まったく同じ種類の国家ぐるみの犯罪的な愚行と欺瞞が、無反省に今も続いているのです。
現在、騙された私達みんなが、真剣に反省する時に来ていることだけは確からしいが、この記事の『主題』(主語)であるスペースシャトルを『原子力発電』の言葉に、丸々言い換えても何ら不都合は無くて、そのままで意味が通じる。
シャトル計画のアメリカのNASAと、原発問題での日本の経産省安全・保安院と『両者』の言葉を入れ替えれも矢張り問題なく意味が通じる。
京大の原子炉実験所の小出助教は『将来必ず技術が進歩して人類が核(原子力発電)を安全に制御出来る日が来るだろう。

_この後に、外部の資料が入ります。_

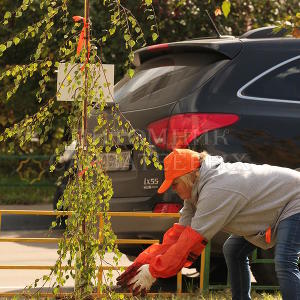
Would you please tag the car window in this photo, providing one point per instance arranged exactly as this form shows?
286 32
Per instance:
164 79
282 83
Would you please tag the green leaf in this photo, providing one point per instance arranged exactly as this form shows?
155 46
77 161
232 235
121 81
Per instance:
7 15
16 40
226 8
2 48
154 36
130 73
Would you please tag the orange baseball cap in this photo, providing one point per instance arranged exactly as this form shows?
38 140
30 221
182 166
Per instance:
179 162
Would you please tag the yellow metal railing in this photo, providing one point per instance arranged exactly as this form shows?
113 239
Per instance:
56 240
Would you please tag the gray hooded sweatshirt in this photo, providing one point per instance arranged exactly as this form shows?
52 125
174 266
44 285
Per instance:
241 199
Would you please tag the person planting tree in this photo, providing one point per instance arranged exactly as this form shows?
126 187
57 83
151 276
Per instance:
259 205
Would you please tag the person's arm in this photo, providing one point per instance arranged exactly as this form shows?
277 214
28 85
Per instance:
215 208
170 237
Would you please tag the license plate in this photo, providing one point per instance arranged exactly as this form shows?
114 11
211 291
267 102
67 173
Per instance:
116 162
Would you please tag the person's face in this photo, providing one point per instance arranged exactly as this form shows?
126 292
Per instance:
181 189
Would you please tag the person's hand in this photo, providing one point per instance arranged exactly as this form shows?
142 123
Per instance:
128 274
142 281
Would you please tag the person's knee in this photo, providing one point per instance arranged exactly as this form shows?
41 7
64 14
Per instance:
285 262
230 249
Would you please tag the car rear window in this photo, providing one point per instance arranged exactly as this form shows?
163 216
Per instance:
282 83
166 79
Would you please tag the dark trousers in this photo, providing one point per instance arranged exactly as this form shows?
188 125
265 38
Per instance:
236 251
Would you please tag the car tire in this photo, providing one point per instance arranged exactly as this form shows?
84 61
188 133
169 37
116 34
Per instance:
264 273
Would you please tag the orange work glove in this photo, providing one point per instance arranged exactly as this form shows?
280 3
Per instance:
171 261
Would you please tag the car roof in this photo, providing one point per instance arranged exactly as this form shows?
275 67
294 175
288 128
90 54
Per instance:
228 46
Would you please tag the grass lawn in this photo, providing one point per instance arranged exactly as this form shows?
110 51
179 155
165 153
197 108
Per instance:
221 295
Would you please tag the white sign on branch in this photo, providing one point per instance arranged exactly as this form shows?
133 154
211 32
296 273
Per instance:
70 81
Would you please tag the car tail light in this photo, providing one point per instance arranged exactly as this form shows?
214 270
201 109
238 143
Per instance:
180 130
167 208
158 47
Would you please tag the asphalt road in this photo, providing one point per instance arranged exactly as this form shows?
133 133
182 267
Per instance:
25 254
20 222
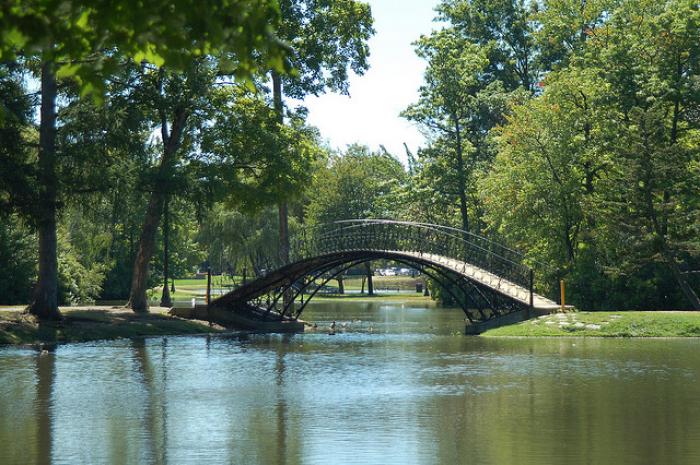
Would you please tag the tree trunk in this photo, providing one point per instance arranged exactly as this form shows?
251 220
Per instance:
461 178
370 285
341 285
680 278
138 301
283 210
165 300
45 302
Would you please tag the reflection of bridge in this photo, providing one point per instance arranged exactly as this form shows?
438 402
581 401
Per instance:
489 281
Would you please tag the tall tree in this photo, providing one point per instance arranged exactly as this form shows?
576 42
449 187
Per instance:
356 184
69 41
457 106
328 39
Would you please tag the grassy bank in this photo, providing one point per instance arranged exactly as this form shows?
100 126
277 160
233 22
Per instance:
88 324
378 297
607 324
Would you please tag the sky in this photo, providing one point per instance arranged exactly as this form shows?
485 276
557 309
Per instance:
370 115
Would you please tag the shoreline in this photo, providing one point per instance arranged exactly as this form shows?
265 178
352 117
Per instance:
93 323
621 324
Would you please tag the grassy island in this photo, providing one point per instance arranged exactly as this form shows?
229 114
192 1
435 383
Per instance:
607 324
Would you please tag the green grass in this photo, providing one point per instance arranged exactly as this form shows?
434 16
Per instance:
607 324
381 296
90 325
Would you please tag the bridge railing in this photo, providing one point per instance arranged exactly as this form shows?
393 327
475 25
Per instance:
422 238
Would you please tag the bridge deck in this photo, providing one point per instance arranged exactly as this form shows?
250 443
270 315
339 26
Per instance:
484 278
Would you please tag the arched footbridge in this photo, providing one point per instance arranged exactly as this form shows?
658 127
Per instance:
488 281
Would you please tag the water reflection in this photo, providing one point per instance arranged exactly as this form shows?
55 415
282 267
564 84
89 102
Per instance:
45 367
411 391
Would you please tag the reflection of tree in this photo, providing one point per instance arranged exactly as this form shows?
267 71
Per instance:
154 418
45 374
281 408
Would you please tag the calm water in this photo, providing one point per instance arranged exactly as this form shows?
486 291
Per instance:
400 386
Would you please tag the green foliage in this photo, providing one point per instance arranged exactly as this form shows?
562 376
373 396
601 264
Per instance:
606 324
164 33
328 38
18 259
77 282
356 184
254 160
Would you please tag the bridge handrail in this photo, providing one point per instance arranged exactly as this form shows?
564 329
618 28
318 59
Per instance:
451 242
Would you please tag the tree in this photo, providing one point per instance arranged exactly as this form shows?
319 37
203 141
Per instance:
651 192
457 107
328 38
356 184
71 40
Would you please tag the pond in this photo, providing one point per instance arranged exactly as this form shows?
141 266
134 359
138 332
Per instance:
400 383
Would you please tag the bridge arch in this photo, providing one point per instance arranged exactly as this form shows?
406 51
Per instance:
487 279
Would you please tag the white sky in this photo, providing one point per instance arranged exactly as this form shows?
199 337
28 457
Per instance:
370 115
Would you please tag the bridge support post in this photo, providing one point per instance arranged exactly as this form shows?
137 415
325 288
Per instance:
532 293
208 286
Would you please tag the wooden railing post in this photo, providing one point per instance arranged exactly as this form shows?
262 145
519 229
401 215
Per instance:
208 285
532 292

』と語っている。
自民党でも河野太郎は危険な原発からの即時撤退を主張しているし、民主党でも馬淵澄夫は原子力発電は『絶対に消えない火』を扱う本質的に危険な行為であるとの自覚がある。
馬渕は『遠い将来の世代では原子力を制御出来るようになる時が来るかもしれない。』と現在の人類の能力の限界を語っている。
アメリカが撤退したスペースシャトル以上に、危険性や金額的な負担が大きい『夢のエネルギー』である核エネルギーからの日本国の完全撤退は、過ちては『改むるにはばかることなかれ』、歴史的必然であり不可避である。